Building Blocks: understanding the layers of blockchain technology

Every week Blockchain Sensei will be walking you through the basics of blockchain technology. Consider this your crash course in all things web3!

All good things have layers. There are layers in good food, layers in good clothing and layers in good technology.  Take for example a mobile phone. Here we have mobile networks, physical mobile devices, different operating systems and then the different apps available on the operating system. Each of these parts of a phone are layers: The network is Layer 1; the Operating system is Layer 2; and then App stores/apps are Layers 2/3.
A similar structure is seen in blockchains. However, the key distinction between the “traditional internet” and blockchains is decentralisation. This makes the Layer 1 of blockchain unique.  Blockchains are networks that enable the decentralised movement of value. Decentralised means there is no central entity (such as a corporate company) that controls the network – instead, it is controlled by all of the computers that comprise it. Let’s break down these layers: 

Layer 1: The Foundation:
At the base of every blockchain is Layer 1, also known as the consensus algorithm. This is the core architecture that keeps the network secure , where transactions are grouped into blocks and added to the chain additionally ensuring all transactions are valid.  Layer 1 is the main blockchain itself. Popular Layer 1 algorithms include Proof-of-Work (used by Bitcoin) and Proof-of-Stake (used by Ethereum).
There’s a lot of competition among Layer 1 blockchains, with projects like Solana, Binance Smart Chain, and Cardano vying for developers to build on their platforms. These projects compete and  boast faster transaction speeds, lower fees, and unique features to attract users and developers. The goal is to foster innovation and capture market share in the growing blockchain space.

Layer 2: Scaling Up:
As blockchain networks grow, the cryptography that keeps them secure can become expensive, leading to high transaction fees. Layer 2 solutions aim to solve this problem by bundling transactions together or changing the architecture  and posting them to the main blockchain more efficiently. This allows users to benefit from the security of the main chain at a lower cost.
Examples of Layer 2 solutions include the Lightning Network on Bitcoin and Optimism on Ethereum. These solutions use various techniques like sidechains, state channels, and rollups to increase transaction throughput and reduce costs. Some newer Layer 1 blockchains, like Solana, have built-in scalability that makes Layer 2 solutions unnecessary, but this often comes with trade-offs in decentralisation or security.

Decentralised Apps:
Depending on the blockchain, Decentralised applications (DApps) may interact with either Layer 2 solutions or directly with Layer 1 main chain. The key point is that DApps are consumer-facing, while the lower layers focus on infrastructure.
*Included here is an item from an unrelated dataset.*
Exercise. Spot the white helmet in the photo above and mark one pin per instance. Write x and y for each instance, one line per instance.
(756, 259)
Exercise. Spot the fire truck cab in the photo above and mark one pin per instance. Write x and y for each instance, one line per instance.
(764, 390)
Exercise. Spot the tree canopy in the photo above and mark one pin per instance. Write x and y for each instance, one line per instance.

This  allows for a more modular and flexible ecosystem where innovation can happen at every level.
Some would argue that DApps are the third layer of blockchain, including, for example,  wallets, exchanges, and lending protocols. Popular DApps like UniSwap, Maker, and Aave provide user-friendly interfaces for everyday activities while leveraging the security of the underlying blockchain.

Some blockchains, like Cosmos and Polkadot, use modular Layer 0 designs.  Layer 0 is often associated with the term interoperability, which essentially means the ability to connect and work efficiently with other blockchains. This is crucial for the future of blockchain, as it allows for a more connected and collaborative ecosystem.